Alzheimer’s disease (AD) is strongly linked to self-assembly of the amyloid-β (Aβ) peptide. Antibodies selectively targeting cytotoxic Aβ-species are useful both for understanding oligomer formation and for their therapeutic abilities. We hypothesized that the effect of avidity would compensate for a low single site affinity and be enough to selectively target oligomers. To evaluate this hypothesis, we focused on the IgM isotype having ten antigen-binding sites. In accordance with the hypothesis, the IgM isotype effectively bound oligomeric Aβ also in presence of a vast excess of its monomeric counterpart, clearly illustrating the potentiating effect of avidity. As a continuation of this work, we have shown that the avidity effect from a bivalent binding is enough to induce oligomer specificity. This finding facilitates a direct application on the clinically more useful IgG isotype, where the binding properties now can be controlled in detail. The method is general and we have, using this technique, also designed oligomer specific antibodies targeting α-synuclein.

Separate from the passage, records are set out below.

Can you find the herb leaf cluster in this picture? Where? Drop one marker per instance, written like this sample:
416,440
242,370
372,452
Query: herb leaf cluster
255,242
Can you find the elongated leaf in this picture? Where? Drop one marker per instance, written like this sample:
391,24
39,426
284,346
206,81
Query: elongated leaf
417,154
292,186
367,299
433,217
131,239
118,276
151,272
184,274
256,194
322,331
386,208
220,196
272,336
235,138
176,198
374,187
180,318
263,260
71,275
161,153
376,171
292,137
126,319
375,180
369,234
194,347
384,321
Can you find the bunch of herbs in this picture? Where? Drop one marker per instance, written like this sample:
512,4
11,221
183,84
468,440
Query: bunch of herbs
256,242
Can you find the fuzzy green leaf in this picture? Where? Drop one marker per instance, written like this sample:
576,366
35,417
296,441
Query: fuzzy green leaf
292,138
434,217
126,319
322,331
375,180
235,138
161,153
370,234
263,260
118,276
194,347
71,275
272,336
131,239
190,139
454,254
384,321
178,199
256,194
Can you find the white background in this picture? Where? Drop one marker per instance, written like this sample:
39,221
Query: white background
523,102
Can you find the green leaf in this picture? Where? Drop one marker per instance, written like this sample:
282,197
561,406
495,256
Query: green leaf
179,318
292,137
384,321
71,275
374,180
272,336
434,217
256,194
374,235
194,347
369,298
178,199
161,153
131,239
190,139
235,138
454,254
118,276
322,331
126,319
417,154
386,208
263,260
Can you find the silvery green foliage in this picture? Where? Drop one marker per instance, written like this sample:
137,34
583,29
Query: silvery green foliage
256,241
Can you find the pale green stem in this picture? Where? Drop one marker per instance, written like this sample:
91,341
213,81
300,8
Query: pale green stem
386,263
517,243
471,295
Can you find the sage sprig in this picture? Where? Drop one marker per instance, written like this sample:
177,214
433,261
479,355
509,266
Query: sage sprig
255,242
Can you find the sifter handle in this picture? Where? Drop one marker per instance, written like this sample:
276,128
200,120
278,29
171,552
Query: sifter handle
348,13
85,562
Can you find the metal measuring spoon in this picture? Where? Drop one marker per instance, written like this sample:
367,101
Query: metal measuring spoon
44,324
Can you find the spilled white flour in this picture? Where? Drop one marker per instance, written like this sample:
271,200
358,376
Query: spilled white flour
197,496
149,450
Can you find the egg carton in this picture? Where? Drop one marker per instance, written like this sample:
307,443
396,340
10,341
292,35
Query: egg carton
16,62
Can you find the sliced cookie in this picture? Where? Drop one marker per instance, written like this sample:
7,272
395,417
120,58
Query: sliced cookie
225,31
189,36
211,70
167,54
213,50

Transthyretin (TTR) is an amyloidogenic protein involved in both hereditary and sporadic amyloidosis. The cytotoxicity of TTR is intriguing since studies have shown cytotoxic potential from oligomers, tetramers and even monomers. Elucidation of the molecular properties associated with TTR cytotoxicity is hence of interest. By preventing tetramer dissociation, TTR aggregation and TTR-induced cytotoxicity is abolished. Based on this rationale, a current therapeutic strategy is to stabilize the TTR tetramer with small molecules. The kinetic stability within the spectra of known TTR mutations spans more than three orders of magnitude. However, although the most stable mutants are inert, a poor correlation within the group of cytotoxic variants exists where the cytotoxic effect is not potentiated in proportion to their kinetic stability. Through analysis of a large spectra of TTR variants, our results indicate that TTR induced cytotoxicity requires an intermediate stability of the TTR molecule. The kinetic stability should be low enough to permit tetramer dissociation and the thermodynamic stability high enough to prevent instant aggregation and to allow formation of the cytotoxic fold.